[Rezension] 1000 Brücken und ein Kuss - Lana Rotaru

1000 Brücken und ein Kuss - Lana Rotaru

Reihe: Einzelband
Verlag: Impress 
Preis: 3,99 € D Ebook
Seitenanzahl: 326

Was erwartet euch?

Emily kann ihr Auslandssemester in Venedig kaum noch erwarten und ihre Reise scheint auch perfekt zu beginnen. Die Sonne strahlt, in der Luft liegt Liebe und auf einer der schönsten Brücken Venedigs küsst sie ein wildfremder, aber verboten gut aussehender Italiener.
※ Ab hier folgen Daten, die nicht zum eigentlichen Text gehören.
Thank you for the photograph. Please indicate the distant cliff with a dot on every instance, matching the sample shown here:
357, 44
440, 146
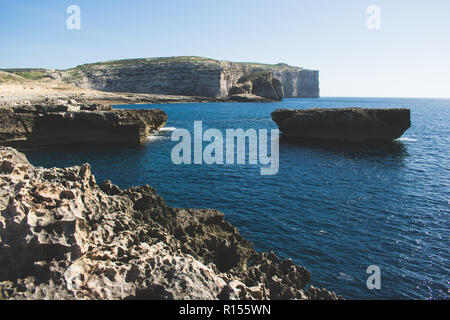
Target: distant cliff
189, 76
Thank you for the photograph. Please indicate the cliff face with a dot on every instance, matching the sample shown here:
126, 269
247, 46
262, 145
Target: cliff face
347, 125
189, 76
62, 122
63, 236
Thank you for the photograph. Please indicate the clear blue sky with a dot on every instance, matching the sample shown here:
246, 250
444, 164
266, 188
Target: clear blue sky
408, 57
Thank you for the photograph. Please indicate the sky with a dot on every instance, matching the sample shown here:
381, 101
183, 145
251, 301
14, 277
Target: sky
407, 56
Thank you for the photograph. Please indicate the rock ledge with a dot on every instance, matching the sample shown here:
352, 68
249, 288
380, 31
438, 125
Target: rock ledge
63, 236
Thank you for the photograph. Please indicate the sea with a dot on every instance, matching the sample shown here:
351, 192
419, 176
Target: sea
335, 209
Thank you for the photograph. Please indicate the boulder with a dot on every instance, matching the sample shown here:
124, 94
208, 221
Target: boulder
346, 125
262, 84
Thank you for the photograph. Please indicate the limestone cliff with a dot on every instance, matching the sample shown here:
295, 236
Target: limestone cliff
62, 122
63, 236
189, 76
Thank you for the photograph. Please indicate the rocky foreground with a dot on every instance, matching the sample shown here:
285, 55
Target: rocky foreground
345, 125
63, 236
57, 121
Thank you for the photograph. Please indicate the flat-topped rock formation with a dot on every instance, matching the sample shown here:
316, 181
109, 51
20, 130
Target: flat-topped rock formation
65, 122
185, 76
262, 84
63, 236
347, 125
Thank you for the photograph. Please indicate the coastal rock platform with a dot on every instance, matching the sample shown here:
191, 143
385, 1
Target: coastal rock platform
63, 236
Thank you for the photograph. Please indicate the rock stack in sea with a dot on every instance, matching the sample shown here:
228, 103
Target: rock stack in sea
345, 125
63, 236
56, 121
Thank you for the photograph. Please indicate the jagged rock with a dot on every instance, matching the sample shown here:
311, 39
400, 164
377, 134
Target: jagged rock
62, 122
62, 236
262, 84
347, 125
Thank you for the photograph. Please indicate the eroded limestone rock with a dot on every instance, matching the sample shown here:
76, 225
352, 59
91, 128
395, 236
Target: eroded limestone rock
63, 236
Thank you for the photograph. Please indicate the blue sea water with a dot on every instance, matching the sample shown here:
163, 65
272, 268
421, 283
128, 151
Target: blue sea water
334, 209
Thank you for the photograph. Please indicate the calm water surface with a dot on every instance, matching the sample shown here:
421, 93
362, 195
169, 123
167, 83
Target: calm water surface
334, 209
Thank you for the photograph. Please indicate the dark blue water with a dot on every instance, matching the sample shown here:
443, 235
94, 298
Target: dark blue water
334, 209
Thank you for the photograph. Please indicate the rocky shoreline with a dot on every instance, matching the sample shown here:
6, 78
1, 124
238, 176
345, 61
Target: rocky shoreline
354, 125
63, 236
57, 121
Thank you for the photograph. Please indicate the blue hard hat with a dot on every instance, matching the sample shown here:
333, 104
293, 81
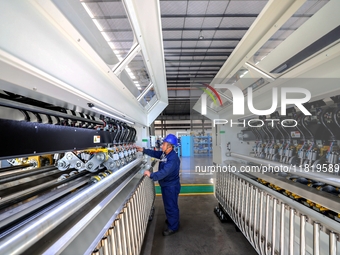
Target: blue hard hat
170, 138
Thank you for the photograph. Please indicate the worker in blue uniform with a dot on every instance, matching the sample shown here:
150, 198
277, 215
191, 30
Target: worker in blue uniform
168, 179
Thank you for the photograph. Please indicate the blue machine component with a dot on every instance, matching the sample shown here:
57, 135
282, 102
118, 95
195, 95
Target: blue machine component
187, 146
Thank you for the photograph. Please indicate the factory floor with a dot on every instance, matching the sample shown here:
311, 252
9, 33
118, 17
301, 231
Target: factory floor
201, 232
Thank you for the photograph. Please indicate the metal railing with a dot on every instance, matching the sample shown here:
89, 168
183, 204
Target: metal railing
273, 223
126, 234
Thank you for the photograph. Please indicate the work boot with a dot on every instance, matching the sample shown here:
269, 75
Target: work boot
168, 232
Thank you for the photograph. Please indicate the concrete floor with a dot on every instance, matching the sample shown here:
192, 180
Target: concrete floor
200, 231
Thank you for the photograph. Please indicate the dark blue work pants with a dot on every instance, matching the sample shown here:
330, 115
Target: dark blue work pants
170, 201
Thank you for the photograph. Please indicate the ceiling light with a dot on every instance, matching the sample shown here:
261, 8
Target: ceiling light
260, 72
88, 10
243, 74
109, 114
201, 37
96, 22
105, 35
112, 45
147, 89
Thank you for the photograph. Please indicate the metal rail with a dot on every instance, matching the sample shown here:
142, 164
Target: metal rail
322, 177
17, 241
31, 108
126, 234
269, 220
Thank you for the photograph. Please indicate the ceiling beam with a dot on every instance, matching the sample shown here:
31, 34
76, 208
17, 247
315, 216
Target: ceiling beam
186, 66
204, 39
201, 60
198, 48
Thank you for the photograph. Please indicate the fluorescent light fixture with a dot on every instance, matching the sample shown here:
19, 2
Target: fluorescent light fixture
98, 25
88, 10
243, 74
147, 89
109, 114
106, 37
112, 45
260, 72
120, 58
204, 104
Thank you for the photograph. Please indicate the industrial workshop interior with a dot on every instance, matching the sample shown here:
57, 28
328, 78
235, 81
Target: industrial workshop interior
107, 105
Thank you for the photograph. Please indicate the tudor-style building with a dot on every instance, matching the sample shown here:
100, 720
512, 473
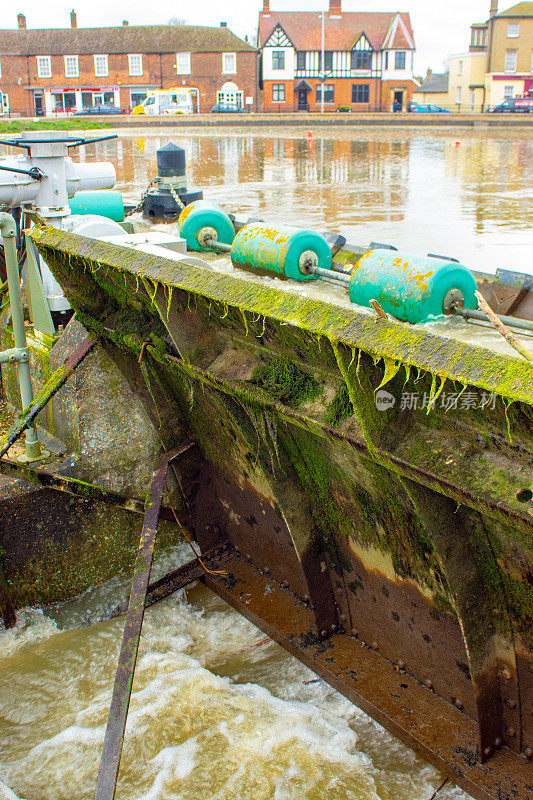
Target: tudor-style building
368, 59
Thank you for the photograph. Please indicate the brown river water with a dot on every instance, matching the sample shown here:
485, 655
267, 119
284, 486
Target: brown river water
217, 711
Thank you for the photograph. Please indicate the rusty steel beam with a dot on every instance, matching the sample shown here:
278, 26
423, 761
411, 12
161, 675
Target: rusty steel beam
87, 491
118, 712
443, 734
52, 385
179, 578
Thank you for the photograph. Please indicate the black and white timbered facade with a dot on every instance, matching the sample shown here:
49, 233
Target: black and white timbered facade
355, 65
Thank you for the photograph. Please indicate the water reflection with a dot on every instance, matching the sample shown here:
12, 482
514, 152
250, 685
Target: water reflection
463, 194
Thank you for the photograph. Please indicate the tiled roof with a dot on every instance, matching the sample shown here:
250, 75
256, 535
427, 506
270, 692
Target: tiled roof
125, 39
436, 83
520, 10
304, 29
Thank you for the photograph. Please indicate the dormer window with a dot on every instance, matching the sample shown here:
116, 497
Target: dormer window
399, 59
361, 59
278, 59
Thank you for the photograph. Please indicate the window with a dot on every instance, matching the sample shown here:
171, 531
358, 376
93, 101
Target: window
360, 93
510, 61
278, 92
361, 59
183, 63
229, 62
71, 66
135, 65
399, 59
44, 66
329, 93
101, 69
278, 59
136, 98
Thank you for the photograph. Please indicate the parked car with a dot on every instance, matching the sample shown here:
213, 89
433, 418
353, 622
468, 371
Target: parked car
513, 104
223, 108
100, 109
427, 108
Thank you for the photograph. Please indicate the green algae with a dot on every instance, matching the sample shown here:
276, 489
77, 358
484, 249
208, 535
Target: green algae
338, 505
447, 358
340, 407
286, 382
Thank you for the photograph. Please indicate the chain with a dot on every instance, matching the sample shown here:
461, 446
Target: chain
154, 181
176, 198
140, 204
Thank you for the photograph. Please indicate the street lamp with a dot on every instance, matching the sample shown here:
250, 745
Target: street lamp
322, 71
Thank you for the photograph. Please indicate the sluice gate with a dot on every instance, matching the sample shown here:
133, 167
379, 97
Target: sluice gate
380, 534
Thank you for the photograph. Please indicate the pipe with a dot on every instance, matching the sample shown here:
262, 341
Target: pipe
513, 322
332, 275
8, 231
214, 245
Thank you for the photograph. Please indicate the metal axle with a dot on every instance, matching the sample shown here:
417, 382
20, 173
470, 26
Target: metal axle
513, 322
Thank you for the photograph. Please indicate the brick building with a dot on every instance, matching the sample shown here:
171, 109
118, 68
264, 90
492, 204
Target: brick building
368, 59
506, 39
54, 72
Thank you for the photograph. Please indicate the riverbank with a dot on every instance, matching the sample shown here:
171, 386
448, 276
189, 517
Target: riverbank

Doch bei dem Fremden handelt es sich um den Sohn von Giuseppe Dandolo. Luca ist reich, berühmt und vor allem – verlobt. Emily hasst Klischees und dass sie wegen eines harmlosen Flirts selbst zu einem wird. Wütend und verwirrt zieht sie sich von Luca zurück, in dem Glauben ihn nie mehr wiederzusehen. Aber das Schicksal hat ganz andere Pläne für die beiden…
(Quelle: www.carlsen.de)

Über die Autorin

Lana Rotaru lebt zur Zeit mit ihrem Ehemann in Aachen. Der Lesewahnsinn begann bei ihr bereits in früher Jugend, die sie Stunde um Stunde in einer öffentlichen Leihbibliothek verbrachte. Nun füllen Hunderte von Büchern und E-Books ihre Wohnzimmer- und E-Reader-Regale und ein Ende ist nicht in Sicht. Eine Lesepause legt sie nur ein, wenn sie gerade selbst an einem neuen Roman schreibt.

Meine Meinung

Das Cover finde ich sehr passend zur Geschichte. Es sieht nach Sommer, Liebe und Venedig aus. Das gefällt mir sehr gut.

Es ist mein erstes Buch von Lana Rotaru und der Schreibstil gefällt mir sehr. Das Buch lässt sich flüssig und leicht lesen, auch die Ausdrucksweise in den Charakteren angepasst. Die Geschichte wird aus zwei Perspektiven erzählt, was sich aber nicht abwechselt, sondern der erste Teil der Geschichte ist aus Sicht von Emily geschrieben und der zweite aus Lucas Sicht. Das ist total interessante, weil ich das so bisher noch nicht gelesen habe. Man lernt beide Charaktere kenne, jedoch bleiben auch einige Gefühle so im geheimen. 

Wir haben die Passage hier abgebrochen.